As to 'making a difference', the subject of this post: I just received an email from one of the friends who was there this morning. I've been treated for mental health issues off and on for about 12 years now. For the first 9 or 10 years my routine outpatient appointments with the psychiatrist were frequently covered by his junior - often a different one each time. I found it frustrating that each new doctor I saw would take the same 'history' down and file it away, apparently never to be read. Talking to other mental health service users, I was not alone in finding that frustrating. Then in the past few years the Government has directed the NHS to become more responsive to its customers. Things began to change for the better, and I learned that I could ask to change to a different psychiatrist. I was switched to Dr P_, a highly competent female psychiatrist, who made herself personally available for almost every appointment, and for the ones that she wasn't able to attend personally, she made sure that her deputy was another female doctor who knew me and was fully briefed. It was so much better!

Then the local mental health trust decided to reorganise and Dr P_ was moved across to deal solely with inpatients, and her outpatient list was switched to another female psych, Dr H_. I had my first appointment with Dr H_ back before Christmas, and had anticipated that Dr P_ would have given her a handover on each patient, so was disappointed to discover this was not the case.
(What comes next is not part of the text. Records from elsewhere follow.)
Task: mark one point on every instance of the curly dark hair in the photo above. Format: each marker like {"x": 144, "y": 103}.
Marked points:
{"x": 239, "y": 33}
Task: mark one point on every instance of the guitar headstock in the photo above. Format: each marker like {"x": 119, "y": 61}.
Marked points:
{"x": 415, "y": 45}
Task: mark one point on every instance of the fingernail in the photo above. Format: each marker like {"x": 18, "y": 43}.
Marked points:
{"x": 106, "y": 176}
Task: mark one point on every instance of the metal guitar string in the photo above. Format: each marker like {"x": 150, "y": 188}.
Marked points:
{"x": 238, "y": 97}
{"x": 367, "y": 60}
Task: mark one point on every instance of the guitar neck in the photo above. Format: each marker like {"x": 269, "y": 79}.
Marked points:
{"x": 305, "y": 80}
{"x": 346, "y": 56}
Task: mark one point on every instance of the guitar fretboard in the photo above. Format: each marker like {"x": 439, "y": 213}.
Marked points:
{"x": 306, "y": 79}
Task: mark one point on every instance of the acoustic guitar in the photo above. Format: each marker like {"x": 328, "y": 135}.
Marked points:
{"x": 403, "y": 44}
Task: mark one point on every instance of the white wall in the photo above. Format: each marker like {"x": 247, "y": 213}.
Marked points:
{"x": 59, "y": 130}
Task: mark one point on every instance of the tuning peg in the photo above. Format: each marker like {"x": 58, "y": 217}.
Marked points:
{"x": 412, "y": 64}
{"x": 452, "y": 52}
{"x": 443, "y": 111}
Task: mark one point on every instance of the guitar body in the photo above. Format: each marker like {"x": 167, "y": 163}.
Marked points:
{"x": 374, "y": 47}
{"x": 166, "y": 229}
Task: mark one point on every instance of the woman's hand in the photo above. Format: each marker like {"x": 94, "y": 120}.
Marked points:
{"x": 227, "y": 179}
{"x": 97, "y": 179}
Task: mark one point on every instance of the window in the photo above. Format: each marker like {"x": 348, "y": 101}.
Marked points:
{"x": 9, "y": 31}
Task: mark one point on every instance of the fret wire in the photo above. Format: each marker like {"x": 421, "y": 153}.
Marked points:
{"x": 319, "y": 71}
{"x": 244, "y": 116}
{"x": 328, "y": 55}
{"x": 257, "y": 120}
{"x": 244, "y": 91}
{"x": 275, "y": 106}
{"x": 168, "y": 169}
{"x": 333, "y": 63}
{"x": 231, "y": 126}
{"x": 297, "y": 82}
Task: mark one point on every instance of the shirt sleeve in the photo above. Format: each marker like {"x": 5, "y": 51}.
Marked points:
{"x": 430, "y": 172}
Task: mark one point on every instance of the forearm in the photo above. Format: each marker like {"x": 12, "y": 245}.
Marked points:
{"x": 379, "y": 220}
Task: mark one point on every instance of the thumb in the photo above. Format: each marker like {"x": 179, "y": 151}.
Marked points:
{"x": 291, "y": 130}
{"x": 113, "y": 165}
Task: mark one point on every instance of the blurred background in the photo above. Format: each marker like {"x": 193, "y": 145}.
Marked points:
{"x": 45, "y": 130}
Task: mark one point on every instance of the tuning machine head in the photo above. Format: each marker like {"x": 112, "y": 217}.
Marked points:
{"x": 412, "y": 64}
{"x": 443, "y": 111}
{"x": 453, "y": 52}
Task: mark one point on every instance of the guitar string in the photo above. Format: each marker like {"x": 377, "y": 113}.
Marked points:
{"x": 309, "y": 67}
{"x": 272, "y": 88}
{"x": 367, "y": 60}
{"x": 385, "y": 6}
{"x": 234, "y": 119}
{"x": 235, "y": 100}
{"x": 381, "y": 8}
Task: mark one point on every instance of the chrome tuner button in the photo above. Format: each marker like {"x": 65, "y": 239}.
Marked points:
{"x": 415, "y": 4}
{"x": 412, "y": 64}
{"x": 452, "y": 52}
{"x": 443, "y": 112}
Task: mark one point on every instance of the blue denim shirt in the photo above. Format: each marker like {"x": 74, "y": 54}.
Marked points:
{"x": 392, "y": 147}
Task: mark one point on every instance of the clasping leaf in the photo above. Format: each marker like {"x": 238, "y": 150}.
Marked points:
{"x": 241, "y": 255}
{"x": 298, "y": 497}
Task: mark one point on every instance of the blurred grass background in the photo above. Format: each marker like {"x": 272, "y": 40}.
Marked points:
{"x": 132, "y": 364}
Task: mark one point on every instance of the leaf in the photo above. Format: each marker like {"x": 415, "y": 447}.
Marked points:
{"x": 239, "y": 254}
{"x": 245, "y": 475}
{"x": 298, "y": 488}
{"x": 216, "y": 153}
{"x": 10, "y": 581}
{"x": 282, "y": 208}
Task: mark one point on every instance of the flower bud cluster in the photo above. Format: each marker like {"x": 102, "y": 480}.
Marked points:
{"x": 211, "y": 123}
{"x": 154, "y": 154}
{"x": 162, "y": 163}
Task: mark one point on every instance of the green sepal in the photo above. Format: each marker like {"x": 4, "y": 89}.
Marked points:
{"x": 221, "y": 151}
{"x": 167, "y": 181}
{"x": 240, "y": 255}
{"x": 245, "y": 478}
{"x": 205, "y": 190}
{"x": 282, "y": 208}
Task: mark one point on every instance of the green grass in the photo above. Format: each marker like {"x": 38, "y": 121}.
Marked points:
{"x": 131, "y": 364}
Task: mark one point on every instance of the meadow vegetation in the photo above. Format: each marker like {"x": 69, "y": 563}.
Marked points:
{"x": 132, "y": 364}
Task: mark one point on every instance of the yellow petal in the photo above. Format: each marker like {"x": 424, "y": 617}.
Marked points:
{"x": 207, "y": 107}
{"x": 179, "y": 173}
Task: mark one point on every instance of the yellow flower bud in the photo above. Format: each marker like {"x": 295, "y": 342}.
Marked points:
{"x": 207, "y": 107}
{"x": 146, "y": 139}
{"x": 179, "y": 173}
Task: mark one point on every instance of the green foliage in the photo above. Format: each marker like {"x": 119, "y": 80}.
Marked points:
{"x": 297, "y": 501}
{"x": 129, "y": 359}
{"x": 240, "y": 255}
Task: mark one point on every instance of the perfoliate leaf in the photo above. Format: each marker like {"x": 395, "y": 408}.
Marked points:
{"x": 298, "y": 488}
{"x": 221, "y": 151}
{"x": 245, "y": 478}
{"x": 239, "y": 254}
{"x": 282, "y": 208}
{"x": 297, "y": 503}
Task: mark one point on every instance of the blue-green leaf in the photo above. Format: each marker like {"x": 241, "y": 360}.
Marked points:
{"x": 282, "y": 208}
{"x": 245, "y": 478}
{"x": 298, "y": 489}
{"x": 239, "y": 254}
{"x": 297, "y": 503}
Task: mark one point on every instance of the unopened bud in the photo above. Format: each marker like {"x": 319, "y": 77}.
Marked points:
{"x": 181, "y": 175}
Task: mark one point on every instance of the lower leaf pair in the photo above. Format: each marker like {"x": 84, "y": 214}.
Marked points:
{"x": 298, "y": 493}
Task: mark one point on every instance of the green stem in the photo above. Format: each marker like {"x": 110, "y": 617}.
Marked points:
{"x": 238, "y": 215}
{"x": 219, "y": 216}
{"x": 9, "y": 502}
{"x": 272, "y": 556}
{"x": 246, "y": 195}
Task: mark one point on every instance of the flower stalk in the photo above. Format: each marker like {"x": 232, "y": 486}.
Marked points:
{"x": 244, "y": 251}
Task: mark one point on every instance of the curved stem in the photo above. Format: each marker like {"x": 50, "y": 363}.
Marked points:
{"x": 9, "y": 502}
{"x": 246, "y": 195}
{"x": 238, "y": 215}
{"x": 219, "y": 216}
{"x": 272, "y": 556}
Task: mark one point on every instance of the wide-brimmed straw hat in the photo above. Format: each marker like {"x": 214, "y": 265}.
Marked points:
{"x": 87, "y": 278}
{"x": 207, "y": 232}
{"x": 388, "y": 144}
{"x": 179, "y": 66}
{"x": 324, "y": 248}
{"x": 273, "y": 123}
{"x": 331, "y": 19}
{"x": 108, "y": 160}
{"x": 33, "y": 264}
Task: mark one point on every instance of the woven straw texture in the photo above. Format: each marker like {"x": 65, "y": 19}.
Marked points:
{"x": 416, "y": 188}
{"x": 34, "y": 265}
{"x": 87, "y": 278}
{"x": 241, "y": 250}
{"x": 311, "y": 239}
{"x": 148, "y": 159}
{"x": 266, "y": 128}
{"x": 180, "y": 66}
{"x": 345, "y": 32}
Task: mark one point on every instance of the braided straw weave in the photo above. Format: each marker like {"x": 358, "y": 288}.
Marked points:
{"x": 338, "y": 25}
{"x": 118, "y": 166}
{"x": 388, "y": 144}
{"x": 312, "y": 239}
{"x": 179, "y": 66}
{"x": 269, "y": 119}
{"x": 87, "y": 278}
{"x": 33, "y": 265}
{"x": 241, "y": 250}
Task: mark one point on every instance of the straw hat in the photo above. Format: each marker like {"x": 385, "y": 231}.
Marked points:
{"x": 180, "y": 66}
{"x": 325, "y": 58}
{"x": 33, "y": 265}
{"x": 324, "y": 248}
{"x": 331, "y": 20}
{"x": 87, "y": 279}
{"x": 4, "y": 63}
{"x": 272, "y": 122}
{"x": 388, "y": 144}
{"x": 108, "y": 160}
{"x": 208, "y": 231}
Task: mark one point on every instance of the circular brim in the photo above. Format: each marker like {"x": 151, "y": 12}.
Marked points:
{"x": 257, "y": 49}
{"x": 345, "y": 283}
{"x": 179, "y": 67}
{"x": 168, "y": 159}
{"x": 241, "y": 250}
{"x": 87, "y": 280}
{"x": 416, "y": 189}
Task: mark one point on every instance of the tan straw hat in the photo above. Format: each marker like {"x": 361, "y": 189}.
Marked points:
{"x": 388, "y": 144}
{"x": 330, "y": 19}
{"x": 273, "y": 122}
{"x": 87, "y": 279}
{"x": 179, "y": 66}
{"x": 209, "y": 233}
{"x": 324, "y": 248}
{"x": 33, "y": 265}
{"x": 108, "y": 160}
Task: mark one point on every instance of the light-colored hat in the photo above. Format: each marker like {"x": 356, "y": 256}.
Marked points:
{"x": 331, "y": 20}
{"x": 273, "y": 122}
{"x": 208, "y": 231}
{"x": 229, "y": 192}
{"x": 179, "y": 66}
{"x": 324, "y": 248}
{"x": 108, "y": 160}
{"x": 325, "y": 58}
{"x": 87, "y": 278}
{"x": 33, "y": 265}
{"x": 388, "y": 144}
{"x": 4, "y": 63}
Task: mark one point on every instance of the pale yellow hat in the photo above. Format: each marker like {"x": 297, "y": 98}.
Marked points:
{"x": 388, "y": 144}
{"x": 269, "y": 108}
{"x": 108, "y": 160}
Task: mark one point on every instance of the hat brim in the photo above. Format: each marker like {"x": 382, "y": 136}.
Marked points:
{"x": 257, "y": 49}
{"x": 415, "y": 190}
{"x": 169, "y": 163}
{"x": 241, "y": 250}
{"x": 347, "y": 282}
Dr H_ sat with the large file in front of her containing (presumably) every one of those histories faithfully recorded by every other doctor I've ever had my mental health assessed by ... and began to take my history. I took a deep breath and explained that for the sake of myself and all her other patients, we really don't find it helpful having to regularly rehearse the darkest periods of our life, that having to do so can have a negative impact on mental health, and that we would find it so much more helpful if the doctor could acquaint herself with the file before seeing us. She took it well.

I mentioned earlier the email from a friend ... she saw Dr H_ for the first time today, and Dr H_ said, "I won't ask you to go through your whole history as that would be unhelpful for you". Result!